C’est une bonne question. Je suis né à Auckland, mais j’ai déménagé à Christchurch juste après mes études. J’y ai passé plus de dix ans. Et cette ville a traversé bien des épreuves. Les tremblements de terre, les incendies de forêt, la perte du stade, la construction d’un nouveau l’an dernier… Ce sont ces valeurs qui ont toujours guidé notre engagement, et personnellement, j’ai traversé de nombreuses blessures et autres épreuves. Alors, ça a clairement été un élément important de ma carrière, de tout faire pour revenir sur le terrain. Et oui, cette envie de jouer, cette force intérieure… C’est génial.

Avez-vous hâte de rencontrer les supporters ?

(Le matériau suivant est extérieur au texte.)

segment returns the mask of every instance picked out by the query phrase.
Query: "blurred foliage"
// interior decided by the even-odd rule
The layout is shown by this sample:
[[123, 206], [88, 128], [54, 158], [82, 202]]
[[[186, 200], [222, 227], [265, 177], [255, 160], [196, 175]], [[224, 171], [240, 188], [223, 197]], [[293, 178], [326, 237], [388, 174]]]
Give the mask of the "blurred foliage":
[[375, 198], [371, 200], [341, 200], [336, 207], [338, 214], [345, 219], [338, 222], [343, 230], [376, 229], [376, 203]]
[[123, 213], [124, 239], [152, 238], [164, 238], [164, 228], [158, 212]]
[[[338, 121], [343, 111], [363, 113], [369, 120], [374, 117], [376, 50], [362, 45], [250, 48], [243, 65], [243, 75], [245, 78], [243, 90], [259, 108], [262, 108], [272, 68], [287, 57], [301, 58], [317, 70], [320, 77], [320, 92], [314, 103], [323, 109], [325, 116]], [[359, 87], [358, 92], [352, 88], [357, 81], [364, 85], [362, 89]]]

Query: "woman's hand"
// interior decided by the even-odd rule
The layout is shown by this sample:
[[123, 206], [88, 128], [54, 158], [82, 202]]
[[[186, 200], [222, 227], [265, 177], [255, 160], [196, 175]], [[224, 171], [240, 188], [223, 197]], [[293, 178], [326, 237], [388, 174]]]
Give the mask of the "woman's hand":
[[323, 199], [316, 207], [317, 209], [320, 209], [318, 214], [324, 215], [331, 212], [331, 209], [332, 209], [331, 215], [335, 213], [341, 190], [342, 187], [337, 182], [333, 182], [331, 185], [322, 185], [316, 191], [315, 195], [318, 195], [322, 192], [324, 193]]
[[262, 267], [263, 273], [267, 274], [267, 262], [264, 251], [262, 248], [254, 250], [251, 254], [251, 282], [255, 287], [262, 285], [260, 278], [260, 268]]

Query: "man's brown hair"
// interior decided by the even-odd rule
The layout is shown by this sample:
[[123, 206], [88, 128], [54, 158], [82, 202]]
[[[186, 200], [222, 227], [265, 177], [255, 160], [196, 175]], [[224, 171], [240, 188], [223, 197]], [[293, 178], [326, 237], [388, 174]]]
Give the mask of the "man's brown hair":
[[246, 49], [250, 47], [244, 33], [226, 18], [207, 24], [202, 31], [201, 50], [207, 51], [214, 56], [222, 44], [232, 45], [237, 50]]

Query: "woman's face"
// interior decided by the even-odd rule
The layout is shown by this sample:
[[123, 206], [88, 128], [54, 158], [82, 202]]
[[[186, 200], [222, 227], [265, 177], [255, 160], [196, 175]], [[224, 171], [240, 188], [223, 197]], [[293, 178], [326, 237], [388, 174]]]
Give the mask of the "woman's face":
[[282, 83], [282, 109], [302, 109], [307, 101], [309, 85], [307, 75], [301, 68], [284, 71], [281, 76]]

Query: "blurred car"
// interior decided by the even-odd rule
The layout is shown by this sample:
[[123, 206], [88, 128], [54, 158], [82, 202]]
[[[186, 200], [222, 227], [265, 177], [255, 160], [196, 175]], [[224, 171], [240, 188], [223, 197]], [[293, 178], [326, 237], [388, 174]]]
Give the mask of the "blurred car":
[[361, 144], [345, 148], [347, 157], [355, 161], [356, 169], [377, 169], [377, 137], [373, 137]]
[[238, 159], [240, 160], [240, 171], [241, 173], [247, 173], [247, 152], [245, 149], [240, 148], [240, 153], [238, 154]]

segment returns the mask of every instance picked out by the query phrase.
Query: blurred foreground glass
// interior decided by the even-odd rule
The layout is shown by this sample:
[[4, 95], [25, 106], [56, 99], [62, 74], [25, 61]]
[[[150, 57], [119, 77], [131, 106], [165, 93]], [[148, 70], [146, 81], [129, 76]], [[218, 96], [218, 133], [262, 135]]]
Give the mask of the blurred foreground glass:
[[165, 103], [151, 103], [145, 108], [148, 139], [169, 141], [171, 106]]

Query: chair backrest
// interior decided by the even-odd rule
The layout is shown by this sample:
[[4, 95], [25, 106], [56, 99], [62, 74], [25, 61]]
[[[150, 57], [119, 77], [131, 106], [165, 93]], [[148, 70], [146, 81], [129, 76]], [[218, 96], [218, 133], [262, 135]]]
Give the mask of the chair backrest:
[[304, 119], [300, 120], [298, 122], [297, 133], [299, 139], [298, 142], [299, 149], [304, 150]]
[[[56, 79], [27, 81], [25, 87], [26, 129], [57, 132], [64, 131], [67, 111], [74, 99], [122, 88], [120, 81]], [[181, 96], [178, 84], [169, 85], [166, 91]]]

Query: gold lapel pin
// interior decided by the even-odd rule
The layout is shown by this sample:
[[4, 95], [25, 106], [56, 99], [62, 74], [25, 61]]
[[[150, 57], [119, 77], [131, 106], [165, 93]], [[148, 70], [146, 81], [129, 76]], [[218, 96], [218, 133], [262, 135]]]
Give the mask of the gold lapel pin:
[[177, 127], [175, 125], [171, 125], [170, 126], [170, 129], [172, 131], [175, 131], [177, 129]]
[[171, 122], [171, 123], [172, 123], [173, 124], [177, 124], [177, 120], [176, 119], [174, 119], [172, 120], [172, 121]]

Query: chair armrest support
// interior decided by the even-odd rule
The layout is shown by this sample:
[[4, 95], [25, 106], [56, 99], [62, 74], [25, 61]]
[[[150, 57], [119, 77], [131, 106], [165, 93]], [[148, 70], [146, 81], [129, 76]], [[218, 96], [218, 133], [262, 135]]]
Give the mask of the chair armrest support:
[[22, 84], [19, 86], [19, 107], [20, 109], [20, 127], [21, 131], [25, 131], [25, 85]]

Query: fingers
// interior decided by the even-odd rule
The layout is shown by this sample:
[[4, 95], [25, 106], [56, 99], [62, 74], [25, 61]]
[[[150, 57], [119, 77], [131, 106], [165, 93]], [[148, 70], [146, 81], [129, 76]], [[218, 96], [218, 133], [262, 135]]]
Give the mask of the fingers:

C’est ce qui manque à la Nouvelle-Zélande : ces stades remplis de supporters passionnés chaque semaine. On n’a jamais eu ça depuis que je joue au rugby professionnel à Christchurch, en Nouvelle-Zélande. C’est donc un argument de poids pour venir jouer ici. Ces fans, je pense qu’ils peuvent être formidables quand on joue bien. J’ai hâte de vivre cette expérience.


Comment vous décririez-vous en tant que joueur ?

J’ai débuté ma carrière professionnelle sur l’aile, donc il faut un peu de vitesse, ce genre de choses. Je ne dirais pas que je suis le joueur le plus spectaculaire, ni celui qui a le plus de "steps". Mais je travaille dur et je cherche toujours à me créer des occasions balle en main. La défense est aussi un aspect très important de mon jeu. J’aime verrouiller les extérieurs.

Comment en êtes-vous venu au rugby ?

En Nouvelle-Zélande, on commence à jouer au rugby dès l’âge de cinq ans, avec tous les copains… J’ai joué au rugby pendant toute ma scolarité. Chaque école a de très nombreuses équipes. Mais mon père est une des principales raisons pour lesquelles je joue au rugby. Ma famille, ce sont vraiment des mordus de rugby. Ils l’aiment encore plus que moi, et surtout le regarder ! Mon père enregistre tous mes matches.

Avez-vous des idoles ou des mentors ?

Quand j’étais petit, je vivais à Auckland, mais la famille de mon père est originaire de Hawke’s Bay, la région des Hurricanes. Conrad Smith était un grand joueur que j’ai suivi pendant mon enfance. Puis, quand je suis arrivé à Christchurch, j’avais 18 ans, je venais de terminer mes études et je m’entraînais de temps en temps à la Crusaders Environment Academy. Ryan Crotty a été une figure importante pour moi, il m’a accompagné tout au long de ma carrière, à différents titres. J’étais le petit nouveau de l’équipe et lui, le leader qui m’a tout appris. On a beaucoup joué ensemble vers la fin de sa carrière, et il m’a aussi entraîné à Canterbury et chez les Crusaders. J’ai donc continué à développer mon jeu, et il a été un moteur important pour moi.

Vous avez commencé à apprendre le français ?

C’est encore en cours (rires). J’ai assimilé les bases : "merci", "s’il vous plaît", "une baguette"… De quoi me débrouiller pour commander un café et une baguette ! Mais il y a encore beaucoup à apprendre. Et ma compagne et moi avons hâte de nous y mettre. M’ouvrir un peu plus au monde et apprendre une autre langue est vraiment passionnant. Nous avons des cours en ligne, et nous commencerons les cours en équipe d’ici un mois environ.